Originally launched by BMW in 1937, the famous 327’s first iteration was the sleek and sensual cabriolet. Based on the chassis of the previous 326, this new model represented a great shift in the design language of the Bavarian firm. Instead of the boxy, upright sedans of the previous decade, the cabriolet was all lightness and flow, resplendent with the luxurious designs of the 1930s.

Though the body was supplied by coachbuilder Autenrieth in Darmstadt, the entirety of the 327 was assembled at the Eisenach factory. The ashwood frame was combined with the straight-six engine previously seen on the 326—though this new model produced an additional 5 horsepower and reached top speeds of 125 km/h. BMW would up the ante by offering the M328 engine from the 328 sports car as an option to further increase the performance capabilities of the model.

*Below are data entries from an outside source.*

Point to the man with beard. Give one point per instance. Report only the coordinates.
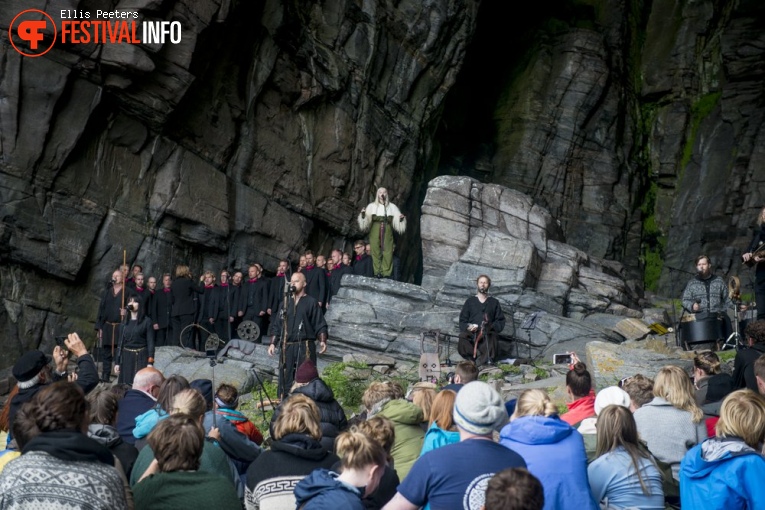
(707, 296)
(362, 263)
(316, 280)
(110, 314)
(151, 286)
(141, 292)
(226, 307)
(207, 308)
(338, 270)
(481, 319)
(276, 288)
(130, 281)
(305, 324)
(160, 313)
(255, 296)
(380, 218)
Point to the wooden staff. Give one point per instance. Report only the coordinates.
(124, 263)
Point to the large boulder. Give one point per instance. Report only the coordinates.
(609, 363)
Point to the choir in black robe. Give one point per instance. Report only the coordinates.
(206, 310)
(225, 307)
(490, 320)
(316, 284)
(305, 323)
(255, 301)
(184, 294)
(160, 315)
(276, 293)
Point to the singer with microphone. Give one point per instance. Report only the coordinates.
(706, 296)
(481, 319)
(297, 330)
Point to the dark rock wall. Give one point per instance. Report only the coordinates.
(637, 124)
(261, 135)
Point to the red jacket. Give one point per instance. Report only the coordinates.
(580, 409)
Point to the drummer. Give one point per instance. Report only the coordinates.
(708, 293)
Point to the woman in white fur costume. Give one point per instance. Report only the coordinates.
(381, 218)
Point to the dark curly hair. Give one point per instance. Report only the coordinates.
(57, 406)
(579, 380)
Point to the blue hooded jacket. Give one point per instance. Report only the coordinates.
(321, 489)
(722, 473)
(554, 453)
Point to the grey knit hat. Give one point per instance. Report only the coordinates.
(479, 409)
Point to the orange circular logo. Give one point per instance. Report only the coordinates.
(28, 27)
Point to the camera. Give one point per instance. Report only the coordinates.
(562, 359)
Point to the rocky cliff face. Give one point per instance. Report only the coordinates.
(258, 136)
(637, 125)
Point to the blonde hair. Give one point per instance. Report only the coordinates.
(617, 428)
(380, 429)
(357, 450)
(299, 415)
(743, 415)
(190, 402)
(534, 403)
(379, 391)
(673, 385)
(441, 412)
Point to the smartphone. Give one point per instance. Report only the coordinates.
(562, 359)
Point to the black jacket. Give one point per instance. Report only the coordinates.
(316, 284)
(333, 420)
(293, 455)
(161, 306)
(133, 404)
(184, 294)
(743, 367)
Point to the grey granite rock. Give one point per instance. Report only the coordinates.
(609, 363)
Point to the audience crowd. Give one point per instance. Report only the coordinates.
(675, 440)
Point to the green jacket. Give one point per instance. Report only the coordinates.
(406, 418)
(183, 490)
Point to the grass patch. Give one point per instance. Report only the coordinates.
(347, 391)
(260, 418)
(656, 345)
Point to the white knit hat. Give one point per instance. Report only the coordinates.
(613, 395)
(479, 409)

Prior to its acquisition by Gene Ponder, the BMW 327 Sport Cabriolet on offer was part of a private collection in Caracas, Venezuela. Photographs on file from this period of ownership, beginning in the early 1990s, display the same black and red color scheme as seen on the car today.

After entering the Ponder collection in 2017, the cabriolet received extensive mechanical work as detailed in a series of invoices from 2019 and 2020. The car was fitted with a Bristol overhead-valve M328 engine, fully rebuilt by marque experts and bringing a welcome gain in performance. At this time, the vehicle was also fitted with EMW badges to replicate the rare post-war examples produced within the Russian-occupied East German zone.

With a unique look and a powerful engine, this BMW is attractive on many levels, exhibiting tastefully executed elements that evoke an interesting period of post-war automotive history.